I've tried to candy it like you would do for any large fruit, gradually increasing the density of the sugar syrup over the course of 3-4 days but the inside is still watery and orange like for the lack of a better word. I've poked numerous holes in it with a toothpick as well.
The oil tends to seperate out as well based on the description I recieved the oil somehow emulified and made the sauce.


----------



## kuan (Jun 11, 2001)

I remember seeing some gadget which you screw into a citrus fruit and squeeze out the juice. Hmmm... interesting.


----------



## nentony (May 7, 2005)

Yeah Kuan, you can get one for 50 cents at any citrus stand in Fla. You can also inflate an emty one by blowing air back in. When I was a kid we used to do that and then set the orange Hole side down to trick someone.

Tony


----------



## jacaranda (Sep 28, 2006)

There's a long tradition of candying whole fruit in southern Africa - we call it _konfyt_: this recipe is based on the 1909 recipe of Miss B. L. Fynn, from the _Bulawayo Cookery Book_, but I've also used hints from Mrs van Tulleken's recipe from _The Practical Cookery Book for South Africa_; I've only ever preserved 6 at a time:

12 oranges
4 lb white sugar
4 British quarts water (this equals 5 US quarts water)

Peel or grate the oranges very thinly (this removes the bitter oils from the zest) and cut a small cross at the base of the orange, sliding a narrow knife at least two-thirds of the way inside the orange as you do so.
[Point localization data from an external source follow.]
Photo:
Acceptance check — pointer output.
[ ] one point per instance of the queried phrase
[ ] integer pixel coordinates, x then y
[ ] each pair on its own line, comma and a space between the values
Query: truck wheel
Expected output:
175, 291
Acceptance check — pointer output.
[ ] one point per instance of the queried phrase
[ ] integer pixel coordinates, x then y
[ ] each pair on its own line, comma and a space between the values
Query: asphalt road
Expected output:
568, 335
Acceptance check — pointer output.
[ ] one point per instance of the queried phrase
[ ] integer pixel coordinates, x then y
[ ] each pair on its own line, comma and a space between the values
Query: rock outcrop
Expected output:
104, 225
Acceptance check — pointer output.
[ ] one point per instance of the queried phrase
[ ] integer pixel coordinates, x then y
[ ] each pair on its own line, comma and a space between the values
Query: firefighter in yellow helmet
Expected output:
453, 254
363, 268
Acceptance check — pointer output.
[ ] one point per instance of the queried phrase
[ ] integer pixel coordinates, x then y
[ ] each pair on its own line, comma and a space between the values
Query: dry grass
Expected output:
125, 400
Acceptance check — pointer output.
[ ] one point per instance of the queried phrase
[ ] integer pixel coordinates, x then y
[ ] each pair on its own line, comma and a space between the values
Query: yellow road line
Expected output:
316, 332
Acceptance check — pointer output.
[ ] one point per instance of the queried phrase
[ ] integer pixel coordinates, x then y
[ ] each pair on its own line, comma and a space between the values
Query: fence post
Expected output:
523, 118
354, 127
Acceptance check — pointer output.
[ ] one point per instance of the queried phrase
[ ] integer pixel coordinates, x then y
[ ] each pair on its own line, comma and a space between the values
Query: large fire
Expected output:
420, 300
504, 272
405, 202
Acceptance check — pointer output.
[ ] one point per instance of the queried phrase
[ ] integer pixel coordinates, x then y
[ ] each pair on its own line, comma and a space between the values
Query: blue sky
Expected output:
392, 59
Soak the oranges in fresh cold water for 24 hours, changing it once after 12 hrs.

Drain the oranges and remove the pips through the cross cut in the base - I use a spoon handle, gently squeezing the orange and sliding the handle in and out of the cross cut so that the pips pop out.

Place the oranges in cold water and bring to the boil; simmer them for about ten minutes until the peel has softened (traditionally, you stop boiling when the peel is soft enough for a matchstick to pierce it...). Drain the oranges and when cool, try to remove the remaining pips.

Make fresh syrup with the sugar and water and gently boil the oranges in the syrup for about 90 mins, or until the syrup has thickened. Then cover it and leave it for 24 hrs. The following day the syrup will have thinned down again due to extracting the remaining juice from the oranges; gently boil for about 4-6 hrs, adding extra syrup as necessary, until the oranges become translucent - until they are translucent there will still be "raw" orange in the centre of the fruit.

At this stage, konfyt is traditionally bottled in the syrup. I'm wondering if you served this, with an emulsified dressing of bottling syrup and olive oil, it would be close?


----------